The majestic splendour and unfettered authority of ICS evokes a legendary class of a few hundred who ruled over millions of Indians and splendidly managed 11 provinces, many inhospitable tribal regions and some 250 districts. Not to forget the suzerainty over 584 princely states which were more or less independent but still under a British administrative bulwark. The first Indian to enter the echelon of an all-white dominated ICS was Satyendranath Tagore from Bengal (elder brother of Nobel laureate Rabindranath Tagore) who qualified the most coveted exam from London in 1863, despite it being thrown open to the Indians in 1855. But the insuperable challenges of an arduous sea journey from India to London with enough financial resources made the prospects quite daunting and bleak for an average Indian. The first Muslim to achieve this feat in London was Mohsin Tayabji from Bombay in 1887. Another Muslim, Abdullah Yusuf Ali, also from Bombay, earned a scholarship to study at Cambridge University where he excelled as a student. He sat the ICS exam in London in 1895, and joined the service. He had a very sad life but his glorious English translation of the Holy Quran, besides many other scholarly books he authored, will always keep his name alive. By the end of the 19th century, 12 Hindus and three Muslims were able to rub shoulders with the British ICS officers but certainly not without feeling daunted and discriminated.  
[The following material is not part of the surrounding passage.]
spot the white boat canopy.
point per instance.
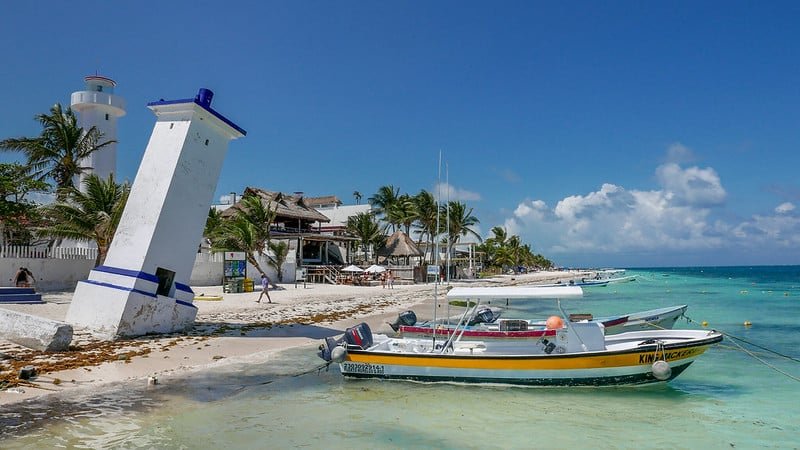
(522, 292)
British historian Martin Wainwright noted that by the middle of 1880, “the basis of racial discrimination in the Subcontinent had solidified”. Ratnavelu Chetty of Madras fell victim to this horrific trait. Chetty had an outstanding educational pursuit in England with a bar at law from Lincoln’s Inn and a degree from Balliol College, Oxford University. Chetty cleared his ICS exam from London in 1876, and joined the elitist service. While serving as assistant commissioner in some region near his hometown in 1880, he shot himself at his residence one night as he could not bear the racial insult from his English boss, a district magistrate. Although the actual events that drove Chetty to take his own life in acute despair are shrouded in mystery but his self-esteem was grossly trampled which the young man could neither bear nor expunge from his heart and soul. It was not the physical bondage but the shackled Indian mentality that overstretched the British rule in India. So much glorification of the white-skinned ICS officers had spread that if an Indian ICS officer was posted to a field duty it was decried by the locals. The rulers of the large princely states always resented a local being posted as a British representative instead of a white officer.  
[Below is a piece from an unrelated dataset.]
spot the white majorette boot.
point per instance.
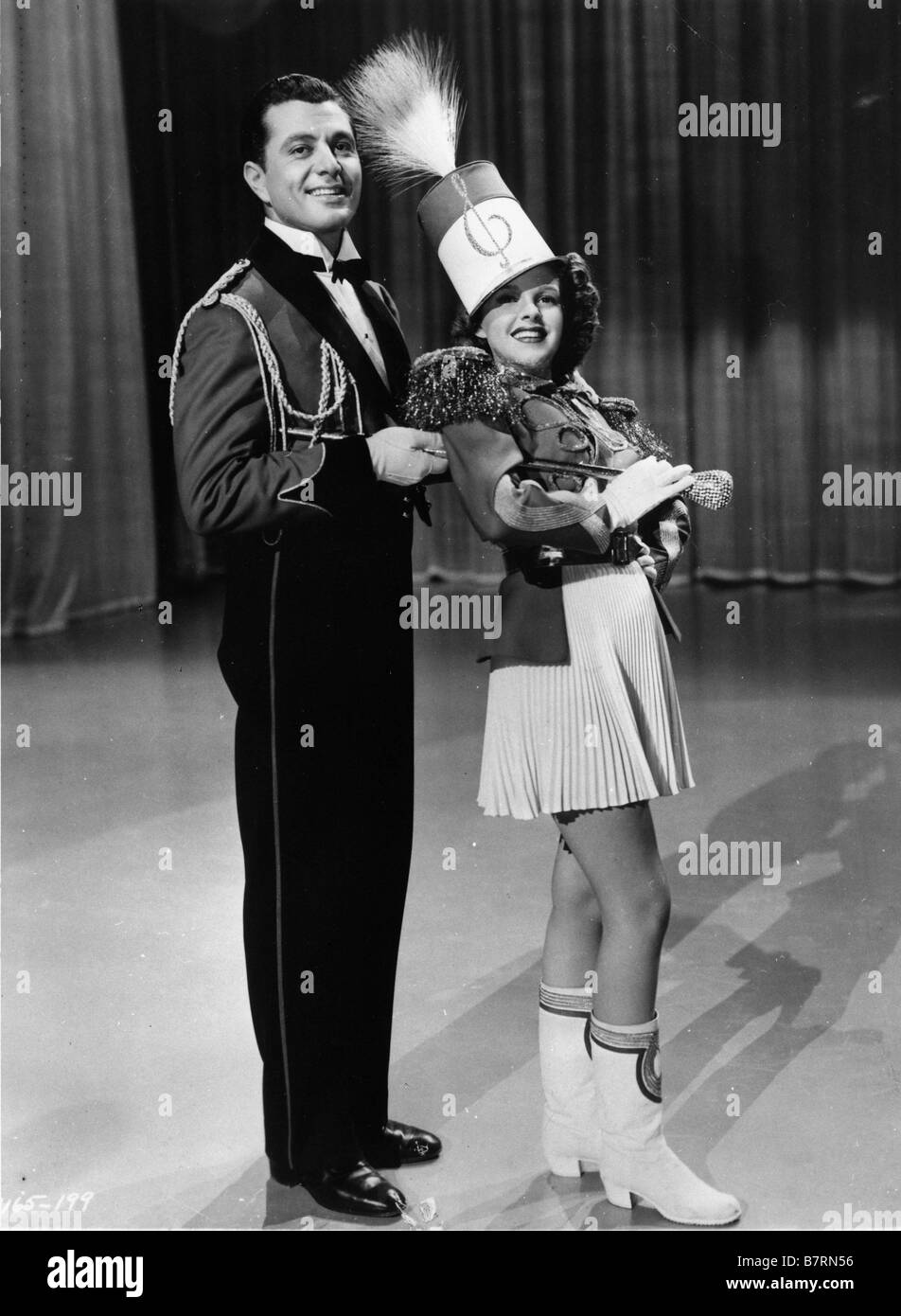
(634, 1157)
(570, 1123)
In the aftermath of the 1857 mutiny, the EIC rule came to an end and the entire political and administrative edifice passed on to the Crown but the subsidence of legal and moral authority had begun. However, the viceroy in India and the secretary of state in London were now more sensitised to Indian polity and their social aspirations. The process of Indianisation started taking roots. From 1922 onwards the ICS exams were simultaneously held in London and Allahabad. The venue was later moved to Delhi. It is worth noting that during the entire history of ICS intakes (1855 to 1943), the only Indian to have topped the combined exams was KPS Menon in 1922 from Allahabad, achieving this rare honour. The Islington Commission (1917), Montagu-Chelmford Commission (1918) and Lee Commission (1923) were all delegated with the task of gradually increasing the number of Indians in ICS for bridging the gap between the British and the Indians.  
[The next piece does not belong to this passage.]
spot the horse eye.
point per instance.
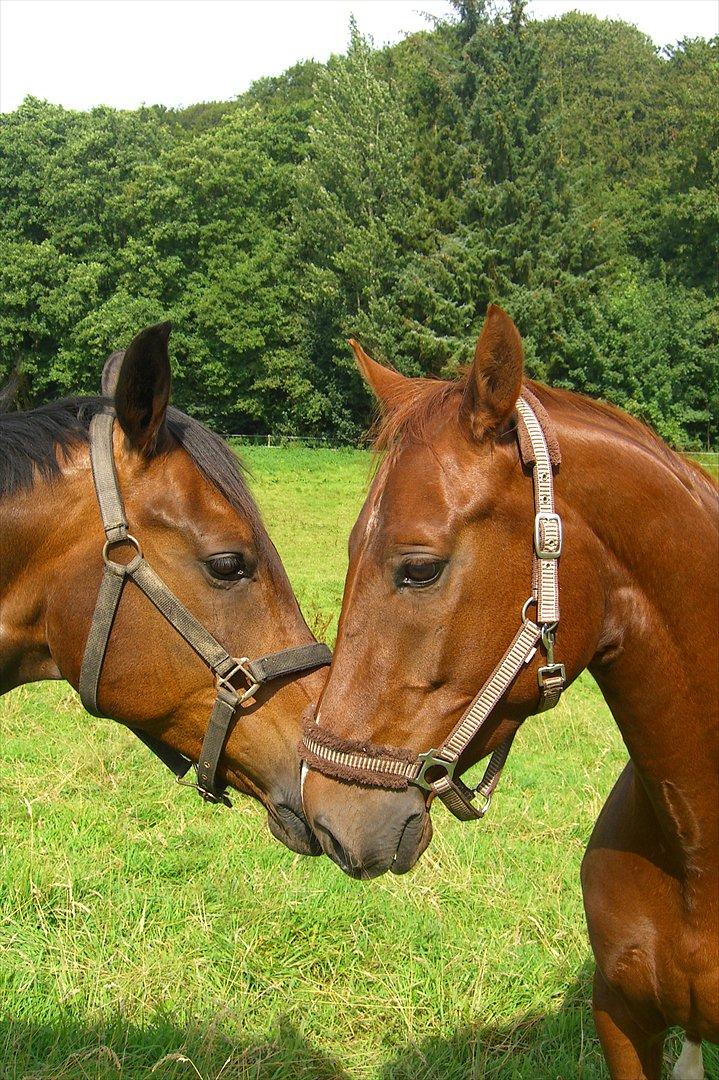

It is amazing that at the time of Partition in 1947, the total number of ICS officers including all races and minorities was 980 only. The number of Muslims in ICS would have been dismally lower than 101 in 1947 (Hindus were 352 then) if Sir Alexander Phillips Muddiman had not moved a resolution in the Council of State in 1925, as its home member to reserve 25% share for Muslims through nomination. Such nominations were made among the Muslim candidates who qualified the exam but were unable to make it on merit. This balancing act was not out of love for the Muslims but reflected the policy of divide and rule.